The risk factors for the transmission of MRSA into dairy herds are direct or indirect contact with pigs and humans carrying MRSA. Within dairy herds, MR-CoNS may transfer resistance genes to MSSA. Moreover, improper milking hygiene procedures enhance the spread of MRSA within herds as is well known for MSSA. There is some evidence that conventional dairy farms and farms with a larger herd size are more often affected by MRSA. The association of antimicrobial exposure and MRSA prevalence in dairy herds needs to be further investigated. High amounts of β-lactam antibiotics have been used for dry cow treatment and mastitis therapy on dairy farms. Nevertheless, MRSA prevalence is low in dairy cows. Furthermore, it is not known whether additional risk factors for S. aureus transmission in dairy herds differ from those of MRSA. According to our findings, a higher somatic cell count in milk is probably not a reliable indicator for the occurrence of MRSA in dairy herds.

The risk of foodborne zoonotic MRSA infections through consumption of milk seems to be low. Milk is usually heat treated before marketing and consumption and MRSA prevalence is low in milk from dairy cows. However, MRSA prevalence should be carefully monitored, since some studies suggest increasing levels of resistance.

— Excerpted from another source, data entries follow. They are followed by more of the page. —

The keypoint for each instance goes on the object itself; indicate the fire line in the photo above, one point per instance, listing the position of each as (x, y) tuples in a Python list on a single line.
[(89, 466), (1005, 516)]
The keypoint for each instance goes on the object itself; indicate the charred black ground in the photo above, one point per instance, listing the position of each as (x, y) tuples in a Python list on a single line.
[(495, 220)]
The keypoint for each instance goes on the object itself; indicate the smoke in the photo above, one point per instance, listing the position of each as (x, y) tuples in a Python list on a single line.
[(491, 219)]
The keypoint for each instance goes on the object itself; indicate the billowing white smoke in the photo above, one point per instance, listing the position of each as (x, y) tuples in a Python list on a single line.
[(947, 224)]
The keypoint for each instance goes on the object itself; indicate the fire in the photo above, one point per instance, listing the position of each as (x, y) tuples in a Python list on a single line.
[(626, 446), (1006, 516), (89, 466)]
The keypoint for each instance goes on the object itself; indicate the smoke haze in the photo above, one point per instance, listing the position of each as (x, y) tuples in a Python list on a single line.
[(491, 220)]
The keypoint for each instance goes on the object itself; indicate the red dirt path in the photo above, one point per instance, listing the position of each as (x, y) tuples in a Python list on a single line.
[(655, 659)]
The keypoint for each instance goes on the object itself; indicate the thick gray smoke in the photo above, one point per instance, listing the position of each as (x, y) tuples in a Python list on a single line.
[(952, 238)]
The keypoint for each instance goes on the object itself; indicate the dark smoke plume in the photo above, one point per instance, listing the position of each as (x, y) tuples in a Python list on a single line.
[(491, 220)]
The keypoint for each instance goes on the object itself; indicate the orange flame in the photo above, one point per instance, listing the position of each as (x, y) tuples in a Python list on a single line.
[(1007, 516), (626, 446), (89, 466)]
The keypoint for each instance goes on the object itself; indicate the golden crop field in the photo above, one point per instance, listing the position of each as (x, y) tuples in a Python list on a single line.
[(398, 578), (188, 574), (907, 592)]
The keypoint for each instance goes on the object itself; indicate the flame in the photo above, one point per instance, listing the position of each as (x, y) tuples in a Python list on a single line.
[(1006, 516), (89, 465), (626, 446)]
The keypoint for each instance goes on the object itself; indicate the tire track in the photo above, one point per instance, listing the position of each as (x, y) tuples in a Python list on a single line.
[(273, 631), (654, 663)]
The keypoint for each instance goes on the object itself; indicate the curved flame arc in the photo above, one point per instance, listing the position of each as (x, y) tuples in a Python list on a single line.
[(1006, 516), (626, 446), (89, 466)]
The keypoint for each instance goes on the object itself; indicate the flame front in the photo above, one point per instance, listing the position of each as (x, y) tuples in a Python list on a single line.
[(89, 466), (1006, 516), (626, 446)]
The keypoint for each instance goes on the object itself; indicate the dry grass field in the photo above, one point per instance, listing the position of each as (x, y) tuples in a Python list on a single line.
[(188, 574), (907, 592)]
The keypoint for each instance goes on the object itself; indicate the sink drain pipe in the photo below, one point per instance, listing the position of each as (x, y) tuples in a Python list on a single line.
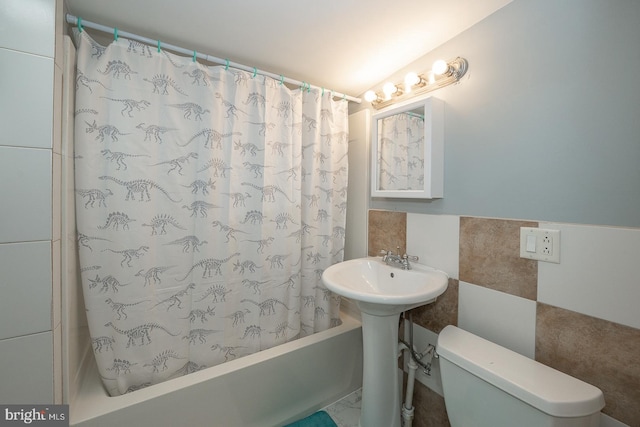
[(415, 361)]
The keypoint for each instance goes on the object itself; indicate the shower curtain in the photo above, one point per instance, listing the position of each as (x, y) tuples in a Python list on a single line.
[(401, 156), (209, 201)]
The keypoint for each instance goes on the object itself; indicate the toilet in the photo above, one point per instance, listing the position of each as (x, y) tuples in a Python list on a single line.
[(486, 385)]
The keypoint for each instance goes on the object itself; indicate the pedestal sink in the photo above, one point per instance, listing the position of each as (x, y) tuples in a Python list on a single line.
[(382, 292)]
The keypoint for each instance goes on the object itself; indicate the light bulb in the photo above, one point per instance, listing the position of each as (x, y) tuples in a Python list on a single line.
[(370, 96), (410, 80), (440, 67), (389, 89)]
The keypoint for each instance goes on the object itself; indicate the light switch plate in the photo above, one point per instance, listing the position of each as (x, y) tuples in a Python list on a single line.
[(547, 244)]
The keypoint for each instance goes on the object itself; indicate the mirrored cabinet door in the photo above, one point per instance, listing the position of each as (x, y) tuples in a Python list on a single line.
[(408, 151)]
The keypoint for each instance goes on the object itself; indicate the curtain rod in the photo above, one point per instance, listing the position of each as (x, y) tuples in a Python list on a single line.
[(79, 22)]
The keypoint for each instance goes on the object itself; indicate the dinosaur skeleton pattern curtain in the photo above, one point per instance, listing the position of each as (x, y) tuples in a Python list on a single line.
[(209, 201)]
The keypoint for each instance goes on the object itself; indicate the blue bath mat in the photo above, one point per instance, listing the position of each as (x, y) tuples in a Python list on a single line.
[(319, 419)]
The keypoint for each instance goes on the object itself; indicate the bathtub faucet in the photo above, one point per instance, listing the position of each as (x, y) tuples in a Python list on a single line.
[(397, 260)]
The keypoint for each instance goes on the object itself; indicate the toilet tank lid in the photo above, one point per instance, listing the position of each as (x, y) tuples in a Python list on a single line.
[(541, 386)]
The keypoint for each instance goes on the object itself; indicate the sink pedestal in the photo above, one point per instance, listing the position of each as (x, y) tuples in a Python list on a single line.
[(380, 388)]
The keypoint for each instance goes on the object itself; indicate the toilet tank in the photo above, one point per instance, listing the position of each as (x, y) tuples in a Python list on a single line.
[(486, 385)]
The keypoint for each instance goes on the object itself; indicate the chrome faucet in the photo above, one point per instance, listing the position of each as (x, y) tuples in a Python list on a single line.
[(397, 260)]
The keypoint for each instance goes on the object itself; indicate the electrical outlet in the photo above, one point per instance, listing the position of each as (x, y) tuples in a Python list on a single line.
[(540, 243)]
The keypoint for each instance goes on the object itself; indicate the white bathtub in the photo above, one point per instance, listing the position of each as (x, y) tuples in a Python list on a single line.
[(269, 388)]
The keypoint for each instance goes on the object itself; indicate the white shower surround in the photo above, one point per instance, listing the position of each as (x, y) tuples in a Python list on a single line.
[(242, 271), (307, 374), (270, 388)]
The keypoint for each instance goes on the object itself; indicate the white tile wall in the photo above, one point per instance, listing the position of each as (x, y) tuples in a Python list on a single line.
[(26, 110), (504, 319), (25, 306), (25, 372), (597, 275), (435, 239), (27, 48), (25, 189), (28, 26)]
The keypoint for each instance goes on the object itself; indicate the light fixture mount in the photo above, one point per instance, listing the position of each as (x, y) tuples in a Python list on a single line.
[(450, 74)]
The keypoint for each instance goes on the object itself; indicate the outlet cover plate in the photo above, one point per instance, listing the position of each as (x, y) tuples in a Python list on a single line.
[(546, 247)]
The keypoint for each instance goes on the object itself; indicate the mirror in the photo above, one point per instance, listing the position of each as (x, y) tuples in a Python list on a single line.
[(407, 151)]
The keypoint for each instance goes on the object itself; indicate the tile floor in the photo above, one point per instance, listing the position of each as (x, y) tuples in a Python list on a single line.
[(346, 411)]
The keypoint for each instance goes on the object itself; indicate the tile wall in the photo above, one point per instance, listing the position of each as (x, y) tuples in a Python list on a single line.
[(579, 316), (30, 328)]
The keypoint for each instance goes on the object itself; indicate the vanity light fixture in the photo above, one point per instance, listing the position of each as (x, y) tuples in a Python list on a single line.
[(442, 74)]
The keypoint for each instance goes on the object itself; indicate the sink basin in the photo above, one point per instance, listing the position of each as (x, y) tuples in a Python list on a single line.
[(378, 288), (382, 292)]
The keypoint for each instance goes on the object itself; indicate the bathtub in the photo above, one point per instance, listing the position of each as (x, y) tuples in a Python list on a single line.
[(270, 388)]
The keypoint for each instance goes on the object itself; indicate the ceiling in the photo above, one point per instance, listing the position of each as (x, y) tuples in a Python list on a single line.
[(344, 45)]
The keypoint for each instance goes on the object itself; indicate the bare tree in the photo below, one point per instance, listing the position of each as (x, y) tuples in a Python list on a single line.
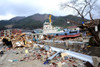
[(84, 8)]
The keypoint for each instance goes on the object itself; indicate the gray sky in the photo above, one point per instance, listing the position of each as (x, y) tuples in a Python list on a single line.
[(12, 8)]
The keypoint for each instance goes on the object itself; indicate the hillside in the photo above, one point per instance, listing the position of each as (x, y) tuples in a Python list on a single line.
[(36, 21)]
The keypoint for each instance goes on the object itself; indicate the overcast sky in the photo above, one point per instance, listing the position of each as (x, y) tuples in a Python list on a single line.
[(12, 8)]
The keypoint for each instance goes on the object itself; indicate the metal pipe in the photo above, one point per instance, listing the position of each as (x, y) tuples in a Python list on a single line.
[(73, 54)]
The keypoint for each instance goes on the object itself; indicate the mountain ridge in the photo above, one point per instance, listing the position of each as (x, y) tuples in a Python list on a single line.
[(37, 20)]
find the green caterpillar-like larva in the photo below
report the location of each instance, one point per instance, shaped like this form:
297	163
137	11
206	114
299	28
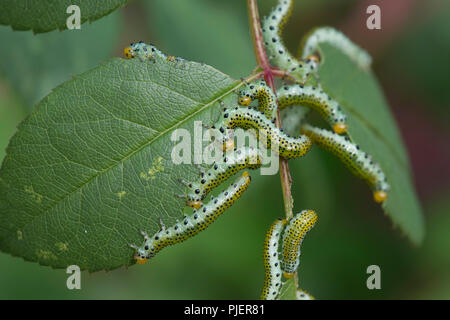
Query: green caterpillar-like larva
193	224
248	118
303	295
293	236
278	54
267	101
337	39
232	163
316	99
272	265
147	52
359	162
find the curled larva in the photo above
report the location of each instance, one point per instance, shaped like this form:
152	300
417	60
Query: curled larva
232	163
193	224
293	236
147	52
272	267
248	118
338	40
359	162
303	295
278	54
314	98
267	101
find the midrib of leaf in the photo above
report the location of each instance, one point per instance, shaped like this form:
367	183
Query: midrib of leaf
177	124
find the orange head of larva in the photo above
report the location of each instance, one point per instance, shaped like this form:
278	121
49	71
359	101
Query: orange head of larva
171	58
128	52
380	196
194	204
228	145
139	259
340	128
244	101
313	57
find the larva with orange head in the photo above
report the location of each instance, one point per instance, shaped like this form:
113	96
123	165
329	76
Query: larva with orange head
272	28
232	162
193	224
272	264
248	118
316	99
267	101
293	236
311	42
359	162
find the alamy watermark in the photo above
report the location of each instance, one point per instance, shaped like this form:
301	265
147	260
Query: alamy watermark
374	280
74	280
74	20
374	20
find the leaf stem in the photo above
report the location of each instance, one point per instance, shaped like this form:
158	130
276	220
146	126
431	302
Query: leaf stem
269	73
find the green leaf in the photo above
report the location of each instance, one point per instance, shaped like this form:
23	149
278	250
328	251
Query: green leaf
171	21
33	65
11	114
288	291
372	126
92	164
47	15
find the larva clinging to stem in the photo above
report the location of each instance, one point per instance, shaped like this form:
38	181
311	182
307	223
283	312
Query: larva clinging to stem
314	98
248	118
232	163
193	224
272	266
359	162
267	101
272	29
338	40
293	236
147	52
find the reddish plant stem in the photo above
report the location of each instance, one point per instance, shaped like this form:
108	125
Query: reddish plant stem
264	64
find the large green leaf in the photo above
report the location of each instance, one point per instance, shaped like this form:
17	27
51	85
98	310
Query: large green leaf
11	113
47	15
33	65
371	125
92	164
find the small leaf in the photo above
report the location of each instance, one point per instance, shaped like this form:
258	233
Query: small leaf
47	15
372	126
33	65
92	164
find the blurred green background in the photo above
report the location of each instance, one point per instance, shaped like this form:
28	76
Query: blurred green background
411	54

In veterinary medicine, MRSA emerge as mastitis pathogens in dairy cows and spread within herds. Dry cow treatment with β-lactam antibiotics, as an important part of S. aureus control programs, is probably ineffective in curing MRSA infections. Therefore, segregation and culling of infected cows often remains the only option for removing MRSA from dairy herds. In conclusion, we stress the need for a continuous MRSA monitoring in dairy herds and the development of MRSA prevention strategies.